I don’t wake up at 6:00 a.m. in the morning, shower, and put on my business suit. There are no more conference calls or long discussions about legal statutes with my clients. My footsteps don’t click-clack through the metal detector at the courthouse and I am not perusing through my client files right before the Judge comes to sit on the bench. I am not collecting a paycheck, at least not the monetary kind.
My morning routine is completely different these days. I wake up in the morning and the precise moment, my foot touches the carpet, I hear “Momma, Momma, Is it time to wake up now?” My daughter doesn’t wait for my answer and runs toward my bed.
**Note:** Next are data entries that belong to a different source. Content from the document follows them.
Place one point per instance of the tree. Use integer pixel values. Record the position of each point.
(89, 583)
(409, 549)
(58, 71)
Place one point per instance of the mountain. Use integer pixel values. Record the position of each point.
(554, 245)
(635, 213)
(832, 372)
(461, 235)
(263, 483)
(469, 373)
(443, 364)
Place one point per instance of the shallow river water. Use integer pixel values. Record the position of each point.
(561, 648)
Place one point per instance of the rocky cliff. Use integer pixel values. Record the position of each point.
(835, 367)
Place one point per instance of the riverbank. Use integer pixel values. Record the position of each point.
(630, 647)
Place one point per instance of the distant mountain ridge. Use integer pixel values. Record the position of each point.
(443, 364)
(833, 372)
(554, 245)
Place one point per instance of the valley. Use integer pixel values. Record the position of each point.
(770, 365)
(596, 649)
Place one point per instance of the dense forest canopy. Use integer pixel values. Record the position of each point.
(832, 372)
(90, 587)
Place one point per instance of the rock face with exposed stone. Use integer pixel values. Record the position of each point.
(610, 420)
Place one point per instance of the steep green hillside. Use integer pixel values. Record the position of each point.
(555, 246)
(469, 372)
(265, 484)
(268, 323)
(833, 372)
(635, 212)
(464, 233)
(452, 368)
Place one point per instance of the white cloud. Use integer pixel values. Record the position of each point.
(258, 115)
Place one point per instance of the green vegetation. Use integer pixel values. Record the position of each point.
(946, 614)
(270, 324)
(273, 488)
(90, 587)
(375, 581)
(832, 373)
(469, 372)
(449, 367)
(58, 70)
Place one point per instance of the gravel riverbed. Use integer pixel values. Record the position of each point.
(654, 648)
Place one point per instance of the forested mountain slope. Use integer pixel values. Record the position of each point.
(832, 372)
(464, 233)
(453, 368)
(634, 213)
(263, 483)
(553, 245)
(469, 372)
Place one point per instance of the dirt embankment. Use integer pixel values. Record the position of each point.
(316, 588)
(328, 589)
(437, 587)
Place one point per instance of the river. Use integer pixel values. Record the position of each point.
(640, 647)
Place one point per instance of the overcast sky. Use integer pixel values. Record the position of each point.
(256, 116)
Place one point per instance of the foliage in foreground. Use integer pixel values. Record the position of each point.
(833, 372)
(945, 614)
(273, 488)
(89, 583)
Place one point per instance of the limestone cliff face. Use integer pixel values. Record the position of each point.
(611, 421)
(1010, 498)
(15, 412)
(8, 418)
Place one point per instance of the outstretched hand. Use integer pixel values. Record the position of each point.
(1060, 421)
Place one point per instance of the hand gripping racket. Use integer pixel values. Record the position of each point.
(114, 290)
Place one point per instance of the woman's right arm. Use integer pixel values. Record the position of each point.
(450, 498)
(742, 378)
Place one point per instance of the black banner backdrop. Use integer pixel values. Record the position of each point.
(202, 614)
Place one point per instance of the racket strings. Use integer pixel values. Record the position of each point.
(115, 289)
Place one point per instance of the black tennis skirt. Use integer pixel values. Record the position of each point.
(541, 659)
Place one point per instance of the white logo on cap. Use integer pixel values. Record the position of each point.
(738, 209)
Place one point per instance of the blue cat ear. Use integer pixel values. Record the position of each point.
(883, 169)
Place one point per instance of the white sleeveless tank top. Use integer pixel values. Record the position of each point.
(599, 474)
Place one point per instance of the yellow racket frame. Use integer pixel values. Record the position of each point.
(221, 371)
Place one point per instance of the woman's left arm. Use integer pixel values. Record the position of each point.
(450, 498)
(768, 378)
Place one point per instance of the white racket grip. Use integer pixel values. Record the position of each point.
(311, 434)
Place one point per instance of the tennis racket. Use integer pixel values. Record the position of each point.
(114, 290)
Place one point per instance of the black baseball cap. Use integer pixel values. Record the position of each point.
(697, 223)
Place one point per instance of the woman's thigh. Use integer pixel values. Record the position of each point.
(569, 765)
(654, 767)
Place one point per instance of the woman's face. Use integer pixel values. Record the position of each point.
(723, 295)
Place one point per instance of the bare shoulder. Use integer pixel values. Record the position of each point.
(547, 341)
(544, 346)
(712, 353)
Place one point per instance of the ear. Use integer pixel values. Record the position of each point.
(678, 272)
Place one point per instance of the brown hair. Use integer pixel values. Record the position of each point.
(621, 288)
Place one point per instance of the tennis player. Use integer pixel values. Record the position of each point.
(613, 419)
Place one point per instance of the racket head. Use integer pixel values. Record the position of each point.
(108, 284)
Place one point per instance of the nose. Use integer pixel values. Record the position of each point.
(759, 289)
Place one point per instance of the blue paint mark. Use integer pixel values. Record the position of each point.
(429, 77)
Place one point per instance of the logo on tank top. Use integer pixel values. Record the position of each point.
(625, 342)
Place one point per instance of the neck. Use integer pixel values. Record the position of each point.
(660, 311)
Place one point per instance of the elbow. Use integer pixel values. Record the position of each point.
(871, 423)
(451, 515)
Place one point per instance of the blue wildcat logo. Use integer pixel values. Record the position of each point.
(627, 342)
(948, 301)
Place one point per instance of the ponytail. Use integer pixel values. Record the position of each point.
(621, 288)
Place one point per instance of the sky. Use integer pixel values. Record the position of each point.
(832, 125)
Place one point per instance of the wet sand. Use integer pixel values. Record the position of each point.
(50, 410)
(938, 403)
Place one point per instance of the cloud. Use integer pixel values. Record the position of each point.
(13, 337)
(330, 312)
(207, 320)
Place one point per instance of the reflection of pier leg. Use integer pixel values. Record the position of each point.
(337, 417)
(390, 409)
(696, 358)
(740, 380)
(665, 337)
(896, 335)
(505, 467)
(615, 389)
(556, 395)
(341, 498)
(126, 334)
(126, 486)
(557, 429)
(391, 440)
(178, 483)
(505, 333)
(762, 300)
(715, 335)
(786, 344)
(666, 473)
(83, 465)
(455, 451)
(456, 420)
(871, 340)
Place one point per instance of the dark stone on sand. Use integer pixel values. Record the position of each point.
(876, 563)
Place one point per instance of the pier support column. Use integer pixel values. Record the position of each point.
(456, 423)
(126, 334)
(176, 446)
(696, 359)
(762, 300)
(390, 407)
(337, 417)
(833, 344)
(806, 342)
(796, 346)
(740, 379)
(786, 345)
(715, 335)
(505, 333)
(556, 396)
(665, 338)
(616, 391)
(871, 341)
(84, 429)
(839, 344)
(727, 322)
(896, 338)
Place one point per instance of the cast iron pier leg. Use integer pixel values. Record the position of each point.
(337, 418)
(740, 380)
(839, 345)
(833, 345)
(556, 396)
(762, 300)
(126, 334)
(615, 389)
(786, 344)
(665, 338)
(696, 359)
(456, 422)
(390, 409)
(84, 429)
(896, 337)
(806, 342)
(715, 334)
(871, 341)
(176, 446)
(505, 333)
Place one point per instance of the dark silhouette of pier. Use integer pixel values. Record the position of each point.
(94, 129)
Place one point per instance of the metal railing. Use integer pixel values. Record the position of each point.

The morning begins at 6:30, no matter what time she slept the night before. I assist her, my primary client, in her morning routine, helping her brush her teeth, bathing her, and putting on her dress or pants, depending on what she wants to wear. We comb her hair together and bolt down the stairs. She is ready to eat breakfast while I am making her lunch for school. After the spoon hits the cereal bowl, we climb into the car, and I drop her off at school.
When I return, the house is empty. But this is the time when my work begins. Most days I look at a computer screen, blank, untouched, waiting for me to type words, something that lends meaning to myself and others. I write, not as a hobby, but as a profession. But to others, this is not work. It is a hobby, because I don’t collect a paycheck for my words. I am not driving to an office or making conference calls or sitting in traffic for the long commute home.
Sometimes people say to me, “You don’t work”. I was bothered by this statement initially, but I have accepted that people will always perceive that I really don’t work. I can’t change that perception. In response, I nod my head in agreement, knowing that, yes, I don’t derive a paycheck, but I am privileged to be able to pursue what I define as my work, my family and my writing.